Diagnosis of Symptomatic Uncomplicated Diverticular Disease (SUDD)
SUDD is diagnosed clinically when a patient presents with recurrent abdominal pain (particularly short-lived episodes <24 hours) in the presence of colonic diverticula confirmed by imaging or colonoscopy, without evidence of acute inflammation or complications. 1
Diagnostic Criteria
Core Clinical Features
The cardinal symptom is abdominal pain, which should be central to diagnosis 1. The pain pattern in SUDD typically includes:
- Short-lived episodes (<24 hours) occurring in 70% of patients 2
- Pain often relieved by evacuation (73% of cases) 2
- Diffuse location or lower right quadrant involvement (distinguishing it from previous diverticulitis, which localizes to left lower quadrant) 3
- Recurrent nature with multiple episodes (average 6.6 episodes) 3
Associated Symptoms
- Abdominal bloating (61% of patients) 2
- Normal bowel habits in most cases (58% report normal stools) 2
- Changes in bowel habits are common but not specific to SUDD 1
Confirmation of Diverticula
Imaging is essential to confirm the presence of diverticula:
- Colonoscopy remains the gold standard for detecting diverticula
- Intestinal ultrasound (IUS) can detect sigmoid diverticula with 96% sensitivity and 98.5% specificity 4
- IUS also reveals characteristic findings: thickened muscularis propria (2.25 ± 0.73 mm) and IUS-evoked pain on sigmoid compression 4
Critical Exclusions
You must rule out acute diverticulitis before diagnosing SUDD. This requires excluding:
- Fever, leukocytosis, or systemic inflammatory response
- CT evidence of complications (abscess, perforation, fistula, obstruction)
- Prolonged pain (>24 hours) with associated features like fever, confinement to bed, or need for antibiotics 3
When diagnostic uncertainty exists for acute diverticulitis, use abdominal CT imaging 5. CT has 98% diagnostic accuracy and can differentiate uncomplicated from complicated disease 6.
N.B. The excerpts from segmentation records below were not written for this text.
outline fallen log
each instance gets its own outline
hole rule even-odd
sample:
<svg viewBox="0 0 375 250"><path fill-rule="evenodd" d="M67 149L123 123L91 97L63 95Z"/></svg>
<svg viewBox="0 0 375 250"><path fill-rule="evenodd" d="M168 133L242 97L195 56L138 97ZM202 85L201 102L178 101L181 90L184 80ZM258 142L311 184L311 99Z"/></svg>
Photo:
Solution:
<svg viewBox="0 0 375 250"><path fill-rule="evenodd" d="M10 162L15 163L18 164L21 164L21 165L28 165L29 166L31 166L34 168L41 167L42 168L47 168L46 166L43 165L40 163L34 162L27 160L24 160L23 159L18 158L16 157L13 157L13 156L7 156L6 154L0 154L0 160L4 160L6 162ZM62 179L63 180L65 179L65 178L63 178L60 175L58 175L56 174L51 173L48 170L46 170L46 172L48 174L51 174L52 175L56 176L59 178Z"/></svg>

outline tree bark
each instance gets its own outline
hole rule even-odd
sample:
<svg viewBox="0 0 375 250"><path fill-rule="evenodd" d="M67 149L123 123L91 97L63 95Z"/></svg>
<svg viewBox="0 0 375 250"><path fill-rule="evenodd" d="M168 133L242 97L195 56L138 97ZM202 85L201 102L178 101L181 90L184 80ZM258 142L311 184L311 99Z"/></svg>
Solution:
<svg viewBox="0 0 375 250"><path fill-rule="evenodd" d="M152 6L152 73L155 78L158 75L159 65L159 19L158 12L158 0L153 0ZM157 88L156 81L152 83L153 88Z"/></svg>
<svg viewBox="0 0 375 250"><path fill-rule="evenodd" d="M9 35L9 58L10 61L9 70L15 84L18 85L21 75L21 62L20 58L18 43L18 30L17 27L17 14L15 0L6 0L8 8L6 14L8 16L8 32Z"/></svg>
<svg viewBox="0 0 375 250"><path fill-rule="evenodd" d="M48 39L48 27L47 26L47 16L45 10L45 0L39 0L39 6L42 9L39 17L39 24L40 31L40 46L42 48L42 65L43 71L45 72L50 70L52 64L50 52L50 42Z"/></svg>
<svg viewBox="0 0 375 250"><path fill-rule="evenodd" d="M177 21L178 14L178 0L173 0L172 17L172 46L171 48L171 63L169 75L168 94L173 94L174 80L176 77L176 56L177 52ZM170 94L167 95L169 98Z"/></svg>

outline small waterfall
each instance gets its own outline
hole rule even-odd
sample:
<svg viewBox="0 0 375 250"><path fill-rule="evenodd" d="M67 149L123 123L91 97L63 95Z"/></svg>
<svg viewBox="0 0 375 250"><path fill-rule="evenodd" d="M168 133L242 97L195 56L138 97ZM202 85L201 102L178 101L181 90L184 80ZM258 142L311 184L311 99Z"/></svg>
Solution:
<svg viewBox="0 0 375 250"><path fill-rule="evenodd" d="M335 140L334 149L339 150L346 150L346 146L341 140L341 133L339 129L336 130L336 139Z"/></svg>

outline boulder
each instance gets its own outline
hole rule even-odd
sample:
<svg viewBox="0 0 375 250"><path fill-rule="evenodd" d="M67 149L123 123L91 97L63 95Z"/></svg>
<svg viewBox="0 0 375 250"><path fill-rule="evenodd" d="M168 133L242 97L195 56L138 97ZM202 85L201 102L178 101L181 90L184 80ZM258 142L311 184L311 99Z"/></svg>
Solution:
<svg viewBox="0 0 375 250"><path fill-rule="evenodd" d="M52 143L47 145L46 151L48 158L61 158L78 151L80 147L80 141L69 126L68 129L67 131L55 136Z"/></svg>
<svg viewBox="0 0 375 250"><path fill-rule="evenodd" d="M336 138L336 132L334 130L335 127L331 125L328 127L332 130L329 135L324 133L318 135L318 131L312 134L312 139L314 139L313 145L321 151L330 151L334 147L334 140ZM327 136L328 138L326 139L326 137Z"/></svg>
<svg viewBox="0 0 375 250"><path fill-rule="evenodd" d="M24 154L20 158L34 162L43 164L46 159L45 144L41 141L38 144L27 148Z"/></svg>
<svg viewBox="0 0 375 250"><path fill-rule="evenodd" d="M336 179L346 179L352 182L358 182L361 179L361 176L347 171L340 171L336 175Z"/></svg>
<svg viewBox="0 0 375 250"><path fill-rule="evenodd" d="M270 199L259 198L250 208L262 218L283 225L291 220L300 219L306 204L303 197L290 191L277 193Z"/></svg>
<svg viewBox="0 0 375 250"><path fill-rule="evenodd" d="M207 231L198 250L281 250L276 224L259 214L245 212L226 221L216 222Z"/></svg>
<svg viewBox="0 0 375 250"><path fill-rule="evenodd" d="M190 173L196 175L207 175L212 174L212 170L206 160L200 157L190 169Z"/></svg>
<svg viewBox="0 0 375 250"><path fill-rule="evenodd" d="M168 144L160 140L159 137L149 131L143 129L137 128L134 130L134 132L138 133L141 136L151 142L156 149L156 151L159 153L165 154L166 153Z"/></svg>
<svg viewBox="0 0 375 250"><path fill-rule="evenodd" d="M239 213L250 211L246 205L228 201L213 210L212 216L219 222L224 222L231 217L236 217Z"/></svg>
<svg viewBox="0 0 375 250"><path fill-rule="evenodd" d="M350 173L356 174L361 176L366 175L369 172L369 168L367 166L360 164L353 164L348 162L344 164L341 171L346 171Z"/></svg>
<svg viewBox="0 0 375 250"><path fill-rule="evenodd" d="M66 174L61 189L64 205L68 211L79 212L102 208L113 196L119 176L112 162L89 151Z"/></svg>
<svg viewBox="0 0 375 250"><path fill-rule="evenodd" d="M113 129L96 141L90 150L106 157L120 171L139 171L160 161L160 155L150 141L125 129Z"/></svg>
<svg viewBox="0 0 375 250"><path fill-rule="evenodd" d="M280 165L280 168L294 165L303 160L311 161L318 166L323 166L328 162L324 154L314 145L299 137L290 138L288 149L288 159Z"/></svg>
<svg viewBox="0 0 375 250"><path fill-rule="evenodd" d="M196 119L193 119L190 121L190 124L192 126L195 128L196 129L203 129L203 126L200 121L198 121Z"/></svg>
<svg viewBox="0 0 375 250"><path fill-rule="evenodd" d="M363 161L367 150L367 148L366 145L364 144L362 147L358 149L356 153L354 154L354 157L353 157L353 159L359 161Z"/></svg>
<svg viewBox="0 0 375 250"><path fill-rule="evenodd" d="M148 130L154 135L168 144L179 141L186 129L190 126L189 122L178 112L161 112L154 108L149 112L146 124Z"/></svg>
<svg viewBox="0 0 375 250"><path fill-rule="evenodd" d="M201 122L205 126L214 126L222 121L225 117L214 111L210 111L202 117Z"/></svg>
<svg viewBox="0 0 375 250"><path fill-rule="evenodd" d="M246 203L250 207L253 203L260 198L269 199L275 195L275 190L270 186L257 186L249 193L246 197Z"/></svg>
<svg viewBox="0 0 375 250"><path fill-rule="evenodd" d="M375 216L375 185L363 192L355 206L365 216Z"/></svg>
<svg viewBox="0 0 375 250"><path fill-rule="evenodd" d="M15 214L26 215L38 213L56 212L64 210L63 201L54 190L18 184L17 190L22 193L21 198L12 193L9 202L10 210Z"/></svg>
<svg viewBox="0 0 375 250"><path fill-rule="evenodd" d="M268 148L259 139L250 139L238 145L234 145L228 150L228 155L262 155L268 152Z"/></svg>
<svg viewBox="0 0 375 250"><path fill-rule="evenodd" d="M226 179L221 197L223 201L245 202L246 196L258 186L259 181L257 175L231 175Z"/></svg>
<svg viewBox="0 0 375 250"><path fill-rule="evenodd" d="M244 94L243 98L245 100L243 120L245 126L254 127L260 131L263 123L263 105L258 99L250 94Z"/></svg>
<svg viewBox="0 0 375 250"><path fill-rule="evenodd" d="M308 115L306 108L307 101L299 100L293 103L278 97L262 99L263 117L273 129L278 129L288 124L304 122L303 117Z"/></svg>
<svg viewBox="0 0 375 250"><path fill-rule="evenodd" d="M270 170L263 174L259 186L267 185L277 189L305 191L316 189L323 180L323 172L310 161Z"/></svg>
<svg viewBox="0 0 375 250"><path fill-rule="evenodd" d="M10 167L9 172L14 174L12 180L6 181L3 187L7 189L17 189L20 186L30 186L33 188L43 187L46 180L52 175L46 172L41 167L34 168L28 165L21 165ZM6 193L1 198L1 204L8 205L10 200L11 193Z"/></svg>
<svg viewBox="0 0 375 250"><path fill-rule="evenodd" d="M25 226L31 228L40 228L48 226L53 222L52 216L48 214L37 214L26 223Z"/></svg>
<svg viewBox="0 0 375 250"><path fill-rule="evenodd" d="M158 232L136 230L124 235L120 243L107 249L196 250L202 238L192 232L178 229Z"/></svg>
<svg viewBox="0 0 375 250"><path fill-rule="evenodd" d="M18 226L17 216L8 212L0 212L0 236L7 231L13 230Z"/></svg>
Distinguishing SUDD from IBS
This represents a major diagnostic challenge, as 59% of SUDD patients meet Rome III criteria for IBS 2. Key discriminating features:
Favors SUDD over IBS:
- Older age (mean 69 years vs younger IBS population) 2
- Thicker sigmoid muscularis propria on ultrasound (2.25 mm vs 1.66 mm in IBS) 4
- Correlation between muscle thickness and pain intensity (present only in SUDD) 4
- Confirmed diverticula on imaging
- Equal gender distribution (1:1 ratio vs female predominance in IBS) 2
Overlap features (not discriminatory):
- Abdominal bloating
- Changes in bowel habits
- Pain relief with defecation
Diagnostic Algorithm
- Clinical assessment: Identify recurrent, short-lived abdominal pain without alarm features
- Exclude acute diverticulitis: No fever, prolonged pain, or systemic symptoms
- Confirm diverticula:
- First-line: Colonoscopy or intestinal ultrasound
- If acute symptoms: CT only if diagnostic uncertainty exists 5
- Assess for complications: Ensure no CT evidence of abscess, perforation, or other complications
- Consider IBS overlap: Apply Rome III criteria, but presence of diverticula with appropriate pain pattern supports SUDD diagnosis
Common Pitfalls
- Over-reliance on IBS criteria: The symptom overlap is substantial; confirmed diverticula with appropriate pain pattern should guide diagnosis toward SUDD 7
- Unnecessary CT imaging: Reserve CT for suspected acute diverticulitis with diagnostic uncertainty, not for SUDD diagnosis 5
- Ignoring pain duration: Short-lived pain (<24 hours) strongly suggests SUDD over previous diverticulitis 3
- Missing functional dyspepsia: Only 7% of SUDD patients have dyspeptic symptoms, so upper GI symptoms should prompt alternative diagnoses 2
The diagnosis remains challenging due to heterogeneous definitions and symptom overlap with IBS 1. However, the combination of confirmed diverticula, characteristic short-lived pain pattern, and absence of acute inflammation provides the most reliable diagnostic approach in clinical practice.